Well, I disagree, because that put the code and effort burden on our side, rather than their side. “Normalizing” emails is quite complicated, varies per email provider, and I don’t want to be in that business.
In other words, let them build and handle the nuclear devices on their own; we don’t need to ship proto-nukes to every country and in every installation of Discourse “just in case”.
(Plus being able to blocklist emails via regex is quite powerful, especially since email = identity in Discourse.)
I can confirm that the previous implementation worked perfectly and entirely solved the gmail issue. The email domain allow list and disallow list both are quite effective nukes.
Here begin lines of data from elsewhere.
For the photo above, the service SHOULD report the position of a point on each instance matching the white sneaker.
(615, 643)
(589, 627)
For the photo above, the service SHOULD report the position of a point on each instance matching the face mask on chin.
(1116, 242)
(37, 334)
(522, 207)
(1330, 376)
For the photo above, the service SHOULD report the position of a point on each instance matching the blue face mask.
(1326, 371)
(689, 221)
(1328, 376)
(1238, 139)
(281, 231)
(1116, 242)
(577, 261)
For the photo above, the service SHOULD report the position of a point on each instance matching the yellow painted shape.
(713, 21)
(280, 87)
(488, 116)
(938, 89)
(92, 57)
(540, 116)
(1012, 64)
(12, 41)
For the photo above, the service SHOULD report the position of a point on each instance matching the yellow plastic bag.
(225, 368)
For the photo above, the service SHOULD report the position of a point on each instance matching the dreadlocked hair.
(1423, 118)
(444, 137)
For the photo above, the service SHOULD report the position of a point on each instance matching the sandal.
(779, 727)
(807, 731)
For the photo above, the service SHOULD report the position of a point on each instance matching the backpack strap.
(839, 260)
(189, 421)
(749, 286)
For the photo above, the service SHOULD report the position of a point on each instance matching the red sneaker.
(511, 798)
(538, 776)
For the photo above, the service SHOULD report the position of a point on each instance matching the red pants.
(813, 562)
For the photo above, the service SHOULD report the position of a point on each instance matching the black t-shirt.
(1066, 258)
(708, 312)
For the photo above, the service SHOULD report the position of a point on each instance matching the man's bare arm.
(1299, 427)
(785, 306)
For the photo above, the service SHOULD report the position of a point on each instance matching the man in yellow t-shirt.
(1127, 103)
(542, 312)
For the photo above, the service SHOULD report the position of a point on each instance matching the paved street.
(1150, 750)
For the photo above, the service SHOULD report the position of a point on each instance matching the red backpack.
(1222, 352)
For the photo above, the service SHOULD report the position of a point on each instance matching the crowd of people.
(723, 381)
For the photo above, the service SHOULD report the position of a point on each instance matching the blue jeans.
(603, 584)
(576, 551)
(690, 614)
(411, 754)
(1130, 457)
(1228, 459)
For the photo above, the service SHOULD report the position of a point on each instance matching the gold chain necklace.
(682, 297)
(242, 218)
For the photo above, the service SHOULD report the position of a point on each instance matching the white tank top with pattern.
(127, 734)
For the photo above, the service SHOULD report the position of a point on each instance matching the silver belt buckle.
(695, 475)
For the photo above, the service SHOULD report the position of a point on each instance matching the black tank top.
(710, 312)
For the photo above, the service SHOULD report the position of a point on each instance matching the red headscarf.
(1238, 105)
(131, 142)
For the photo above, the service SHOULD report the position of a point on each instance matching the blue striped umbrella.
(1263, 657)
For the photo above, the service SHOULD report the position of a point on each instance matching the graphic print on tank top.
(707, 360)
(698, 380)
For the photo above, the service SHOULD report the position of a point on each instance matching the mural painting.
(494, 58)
But it’s just not viable to block gmail.
@codinghorror I can see the point of view against normalising for different email providers. But I think it would make sense to be able to cover at least gmail (~43% of all email addresses apparently in 2020, 53% for the US) in a non-destructive way. It might be comparable to supporting oauth from large providers out of the box.
@sam ^ This is a great idea for an alternative. Maybe this, with an example for the gmail/googlemail match could be quite user friendly and powerful.
Have a user right now that has made several thousand accounts with a single gmail address (using periods) and spamming promoting their competing site to siphon off users. Will be upgrading to 2.8 and blocking all emails that contain a period or plus symbol as soon as it’s released. I do wish the previous implementation was available, but appreciate that this is being addressed and a solution will be available. It’s going to make a massive difference, thank you
So have thought about this a bit and thought of a solution that could maybe make sense.
There could be an admin option to process and store a normalised version of the email (only processing the username part i.e. username@…)
But only apply this for domains that are specified by the admin.
So a list somewhat like the email domain allow/block lists, with two checkboxes per domain:
Strip + string
Then use these records as a reference for disallowing additional registrations using alternative versions of that email (without affecting the primary email record, which can still have + and periods).
This way, the burden of selecting which domains to store a normalise record for and how to normalise them can be on the admin only, allowing them to respond to problematic email domains as they emerge.
Anyhow, just dropping this here so it can perhaps be considered at some point.